= Phoon Yew Tien =

Phoon Yew Tien (born 21 August 1952) is a Singaporean composer. He received the Cultural Medallion in 1996, and is the most recorded composer in Singapore.

==Early life and education==
Phoon was born in Singapore on 21 August 1952. His father was a signboard painter. As a child, he would frequently listening to mandarin songs on the radio. He studied at River Valley Primary School, and later at Queenstown Secondary School. While he was studying at the school, he joined its Chinese orchestra, playing the dizi. He joined the National Theatre Chinese Orchestra in 1968, and was later selected to join the Singapore National Youth Chinese Orchestra. He was selected to represent Singapore at the 1970 International Festival of Youth Orchestras, which was held in Lucerne. From 1970 to 1973, he was a Sectional Leader in the National Theatre Chinese Orchestra and a Deputy Leader in the Singapore Youth Chinese Orchestra. From 1974 to 1979, he was a member of the Singapore Chinese Orchestra.

After returning from Europe, he took up the piano and the flute. He managed to attain a Grade 8 in piano, flute and music theory from ABRSM. After receiving a tutelage from composer Leong Yoon Pin, he began composing his own music. He won the distinguished prize of the National Songwriting Competition from 1977 to 1979.

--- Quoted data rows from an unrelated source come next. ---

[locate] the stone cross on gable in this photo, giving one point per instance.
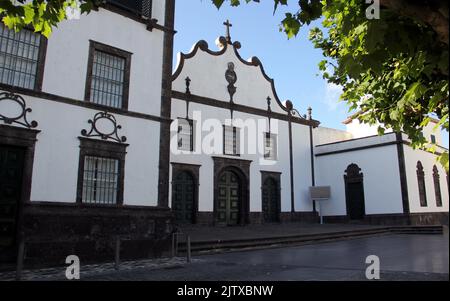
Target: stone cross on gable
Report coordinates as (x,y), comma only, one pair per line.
(228,25)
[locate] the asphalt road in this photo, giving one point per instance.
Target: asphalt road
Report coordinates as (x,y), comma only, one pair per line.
(402,257)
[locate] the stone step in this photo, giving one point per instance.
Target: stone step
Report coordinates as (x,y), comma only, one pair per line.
(224,245)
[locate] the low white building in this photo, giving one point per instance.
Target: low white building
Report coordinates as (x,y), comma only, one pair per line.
(380,179)
(102,138)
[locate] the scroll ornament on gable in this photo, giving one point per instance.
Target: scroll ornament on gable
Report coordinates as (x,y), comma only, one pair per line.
(104,125)
(14,110)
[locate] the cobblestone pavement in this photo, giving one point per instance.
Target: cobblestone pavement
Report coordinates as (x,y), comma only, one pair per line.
(207,233)
(97,270)
(402,257)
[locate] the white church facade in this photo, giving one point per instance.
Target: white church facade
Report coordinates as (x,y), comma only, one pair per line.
(102,137)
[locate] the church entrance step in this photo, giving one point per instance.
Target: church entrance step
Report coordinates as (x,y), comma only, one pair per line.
(215,245)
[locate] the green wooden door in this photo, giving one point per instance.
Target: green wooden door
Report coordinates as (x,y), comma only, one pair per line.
(270,200)
(228,199)
(11,170)
(183,198)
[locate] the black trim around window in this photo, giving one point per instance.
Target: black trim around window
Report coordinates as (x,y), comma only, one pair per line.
(104,149)
(96,46)
(191,125)
(236,141)
(39,77)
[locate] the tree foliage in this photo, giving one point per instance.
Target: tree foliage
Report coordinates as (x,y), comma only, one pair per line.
(393,69)
(42,15)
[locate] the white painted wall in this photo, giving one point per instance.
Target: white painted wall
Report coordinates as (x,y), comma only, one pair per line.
(68,52)
(301,149)
(381,176)
(428,161)
(359,130)
(323,135)
(57,151)
(206,190)
(207,74)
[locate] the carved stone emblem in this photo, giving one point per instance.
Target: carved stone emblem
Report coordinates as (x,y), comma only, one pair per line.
(17,110)
(104,125)
(231,77)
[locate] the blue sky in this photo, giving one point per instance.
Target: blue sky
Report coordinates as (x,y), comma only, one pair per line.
(292,63)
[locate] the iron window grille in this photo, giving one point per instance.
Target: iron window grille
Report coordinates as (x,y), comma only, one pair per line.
(22,56)
(185,137)
(270,146)
(100,180)
(421,184)
(101,172)
(433,139)
(108,76)
(142,8)
(437,186)
(231,139)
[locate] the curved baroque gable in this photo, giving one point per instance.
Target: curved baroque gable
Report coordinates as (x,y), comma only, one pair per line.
(212,84)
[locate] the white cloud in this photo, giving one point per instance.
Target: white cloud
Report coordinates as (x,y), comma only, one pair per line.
(332,94)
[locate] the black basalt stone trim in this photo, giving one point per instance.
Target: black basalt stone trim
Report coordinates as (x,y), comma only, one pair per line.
(151,23)
(55,230)
(166,107)
(276,176)
(83,104)
(254,61)
(194,170)
(242,169)
(107,149)
(94,46)
(41,63)
(299,217)
(24,138)
(402,171)
(291,165)
(240,108)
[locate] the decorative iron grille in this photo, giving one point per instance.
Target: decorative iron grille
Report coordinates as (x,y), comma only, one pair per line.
(19,56)
(142,8)
(100,180)
(108,73)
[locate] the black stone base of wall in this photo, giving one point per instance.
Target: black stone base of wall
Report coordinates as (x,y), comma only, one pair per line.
(433,218)
(54,231)
(207,218)
(299,217)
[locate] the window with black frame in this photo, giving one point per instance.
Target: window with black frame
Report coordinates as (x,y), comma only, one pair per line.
(100,180)
(231,139)
(101,172)
(142,8)
(108,76)
(20,54)
(185,137)
(270,146)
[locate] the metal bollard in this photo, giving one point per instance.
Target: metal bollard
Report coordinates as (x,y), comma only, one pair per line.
(173,245)
(20,257)
(188,248)
(117,255)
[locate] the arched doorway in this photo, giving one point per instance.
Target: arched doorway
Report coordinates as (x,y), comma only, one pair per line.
(271,200)
(354,192)
(183,198)
(228,199)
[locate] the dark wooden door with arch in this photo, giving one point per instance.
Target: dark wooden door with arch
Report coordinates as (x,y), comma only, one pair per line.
(271,200)
(183,197)
(354,192)
(228,199)
(11,172)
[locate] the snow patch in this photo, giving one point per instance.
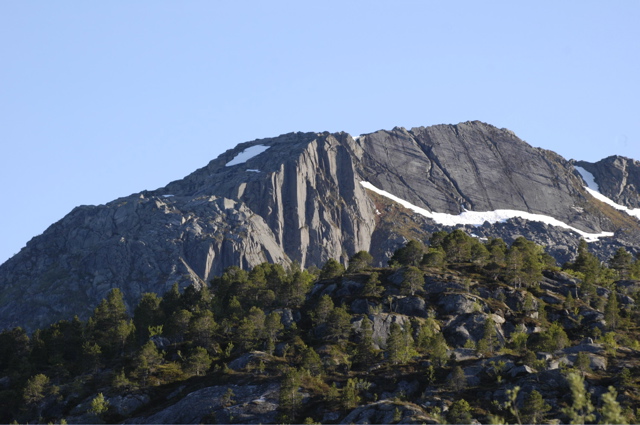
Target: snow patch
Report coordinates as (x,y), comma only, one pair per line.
(593,188)
(477,218)
(247,154)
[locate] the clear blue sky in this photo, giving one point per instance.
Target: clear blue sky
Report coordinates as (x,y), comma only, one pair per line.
(103,99)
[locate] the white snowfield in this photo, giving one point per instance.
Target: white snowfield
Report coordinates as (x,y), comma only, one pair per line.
(247,154)
(477,218)
(593,188)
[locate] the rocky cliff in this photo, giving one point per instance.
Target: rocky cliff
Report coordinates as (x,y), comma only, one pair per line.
(298,197)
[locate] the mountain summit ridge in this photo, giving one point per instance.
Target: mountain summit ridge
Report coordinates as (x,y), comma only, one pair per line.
(301,199)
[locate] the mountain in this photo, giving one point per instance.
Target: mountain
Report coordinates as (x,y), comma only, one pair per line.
(309,197)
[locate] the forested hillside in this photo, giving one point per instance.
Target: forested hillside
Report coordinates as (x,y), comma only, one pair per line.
(456,330)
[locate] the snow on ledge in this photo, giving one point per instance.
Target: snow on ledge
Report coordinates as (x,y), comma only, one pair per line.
(477,218)
(247,154)
(593,188)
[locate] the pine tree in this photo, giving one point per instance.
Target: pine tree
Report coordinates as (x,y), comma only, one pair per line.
(409,255)
(99,406)
(611,411)
(438,351)
(332,269)
(458,380)
(460,412)
(621,262)
(489,341)
(359,261)
(290,397)
(338,324)
(413,280)
(198,362)
(612,311)
(365,353)
(323,309)
(534,408)
(373,288)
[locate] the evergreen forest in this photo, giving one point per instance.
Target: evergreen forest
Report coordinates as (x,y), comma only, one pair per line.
(454,330)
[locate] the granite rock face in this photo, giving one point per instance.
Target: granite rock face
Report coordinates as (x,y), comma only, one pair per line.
(298,197)
(618,178)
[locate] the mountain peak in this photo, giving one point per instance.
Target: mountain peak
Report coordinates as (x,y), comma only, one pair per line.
(299,197)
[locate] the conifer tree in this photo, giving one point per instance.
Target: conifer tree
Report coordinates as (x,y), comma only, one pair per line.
(290,397)
(365,353)
(611,412)
(408,255)
(612,311)
(413,280)
(534,408)
(332,269)
(359,261)
(621,262)
(373,288)
(581,410)
(198,361)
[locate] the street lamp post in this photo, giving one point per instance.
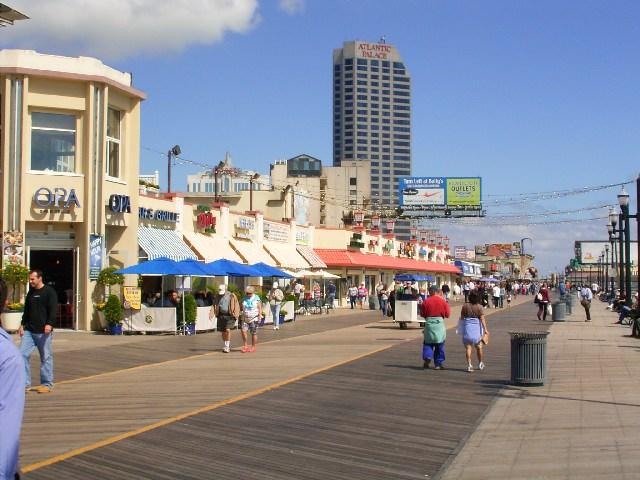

In 1980, Phoon won the Singapore Symphony Orchestra scholarship to study flute at the Queensland Conservatorium of Music in Brisbane. While studying, he was encouraged to change course to study composition by his teacher Elaine Dobson. Due to the scholarship, Phoon could not change course so he took up an additional course in composition. He won the Dulcie Robertson Prize for best composition in 1980, 1981 and 1983. In 1983, he graduated from the university with a Bachelor of Music in Composition and Flute.

==Career==
In 1984, Phoon received the Yoshirō Irino Memorial Prize for Composition from the Asian Composers' League, and his symphonic work, Ping Diao, was premiered by the Singapore Symphony Orchestra. In the same year, he was commissioned by the National Arts Council to compose full-length Incidental music for the play Oolah World. From 1984 to 1992, he was an Assistant Conductor in the Singapore Chinese Orchestra. From 1984 to 1999, he served as a lecturer in the Music Department of the Nanyang Academy of Fine Arts. He has also regularly participated in the Singapore International Festival of Arts since 1984. In 1985, he composed music for the dance performance Tang Huang and the play Kopi Tiam. In the same year, his symphonic piece Variations on Dayung Sampan was premiered by the Singapore Symphony Orchestra. From 1986 to 1994, he was a member of PRS for Music. Beginning in 1987, his compositions and arrangements have been performed by various orchestras across Asia, including the Singapore Symphony Orchestra and the Singapore Chinese Orchestra in Singapore, the Shanghai Philharmonic Orchestra, the Shanghai Music Conservatory Symphony, and the Shanghai Music Conservatory Chinese Orchestra in China, the Hong Kong Chinese Orchestra in Hong Kong and the Kaohsiung City Symphony Orchestra in Taiwan. In the same year, his chamber piece Meditation of a Poet, was premiered by the Singapore Symphony Orchestra.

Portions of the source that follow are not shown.